Surveys recorded dozens of bird breeding species in and around the development site and surrounding habitats, including marsh harrier, lapwing, bearded tit, skylark, dunnock, house sparrow, barn owl, yellow wagtail, meadow pipit, linnet and reed bunting. A pair of peregrines were also seen frequently.
Other animals identified include great crested newts, bats, water voles and other reptiles.
Who decides if the solar park can be built?
The energy secretary, Greg Clark, will make the final decision based on a recommendation from the Planning Inspectorate, a government body which will carry out an enquiry after examining the application and any evidence presented.
Why is he deciding this application and not Swale Borough Council?
Because the solar park, given that its capacity exceeds 50MW, constitutes what is called a Nationally Significant Infrastructure Project (NSIP).
CHSPL has made an application for a Development Consent Order, which must be submitted to and accepted by the Planning Inspectorate.
DCO applications cannot be determined by the local authority, although councils such as Swale Borough are involved throughout the planning process.
Has the public been consulted?
Public exhibitions were held in December 2017 and June 2018.
The Planning Inspectorate invited people to make representations before a deadline in January.
In all, 867 were received – just 15 supported the project.
When will construction work start and how long will it take?
Following the enquiry, which has to be completed within six months, the Planning Inspectorate has three months to make its recommendation to the energy secretary, who in turn has three months to make his decision.
CHSPL hopes to start construction in the spring of 2021, with the development taking place over two phases.
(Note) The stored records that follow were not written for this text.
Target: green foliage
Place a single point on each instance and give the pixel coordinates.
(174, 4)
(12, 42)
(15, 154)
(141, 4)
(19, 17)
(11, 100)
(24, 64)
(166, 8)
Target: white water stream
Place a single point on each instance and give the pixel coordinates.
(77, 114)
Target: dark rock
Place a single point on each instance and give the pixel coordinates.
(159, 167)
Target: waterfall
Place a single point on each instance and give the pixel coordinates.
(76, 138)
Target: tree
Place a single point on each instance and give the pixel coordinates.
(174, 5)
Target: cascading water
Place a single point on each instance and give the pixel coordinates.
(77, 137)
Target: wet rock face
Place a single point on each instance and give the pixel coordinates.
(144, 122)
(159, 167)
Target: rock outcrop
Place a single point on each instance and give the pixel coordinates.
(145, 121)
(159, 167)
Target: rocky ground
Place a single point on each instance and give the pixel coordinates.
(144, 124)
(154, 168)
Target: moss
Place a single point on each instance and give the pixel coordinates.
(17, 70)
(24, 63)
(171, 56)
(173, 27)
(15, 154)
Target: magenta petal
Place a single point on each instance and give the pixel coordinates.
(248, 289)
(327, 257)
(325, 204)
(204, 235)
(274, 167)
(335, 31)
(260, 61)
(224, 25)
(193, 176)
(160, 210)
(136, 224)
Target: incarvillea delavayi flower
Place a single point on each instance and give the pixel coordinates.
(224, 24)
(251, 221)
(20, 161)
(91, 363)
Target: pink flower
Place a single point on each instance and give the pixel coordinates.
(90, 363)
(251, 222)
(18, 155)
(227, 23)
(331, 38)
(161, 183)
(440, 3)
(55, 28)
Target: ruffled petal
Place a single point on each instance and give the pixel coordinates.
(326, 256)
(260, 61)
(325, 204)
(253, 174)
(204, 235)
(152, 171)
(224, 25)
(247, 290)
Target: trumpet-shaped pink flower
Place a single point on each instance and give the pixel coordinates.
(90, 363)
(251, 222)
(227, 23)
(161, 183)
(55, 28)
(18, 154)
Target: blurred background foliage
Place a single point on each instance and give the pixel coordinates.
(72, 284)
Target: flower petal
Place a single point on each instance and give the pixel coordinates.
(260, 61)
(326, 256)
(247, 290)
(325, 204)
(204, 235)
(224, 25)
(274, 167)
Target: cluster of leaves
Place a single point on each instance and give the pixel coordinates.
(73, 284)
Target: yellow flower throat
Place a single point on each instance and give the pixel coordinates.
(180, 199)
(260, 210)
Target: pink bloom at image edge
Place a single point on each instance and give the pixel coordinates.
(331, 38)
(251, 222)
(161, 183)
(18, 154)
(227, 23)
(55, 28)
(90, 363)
The first would take 18 months to complete and includes the solar park and a habitat management area.
Phase two would see the construction of the energy storage facility. It would take six months to build, but work could start before the end of phase one.
When will construction work take place?
Core working hours are proposed to be between 7am and 7pm, Monday to Friday, and 7am to 1pm on a Saturday.
Will there be much activity on site when the park is operational?
It would be restricted to vegetation and livestock management, plus any maintenance work.
Vegetation on the site will be grazed by sheep.
Security will be monitored off-site.
What’s the lifespan of the park?
CHSPL says a minimum of 40 years, while opponents claim this is vastly overstated and fear technology advances will shorten it further.
Decommissioning the park is expected to take between six and 12 months.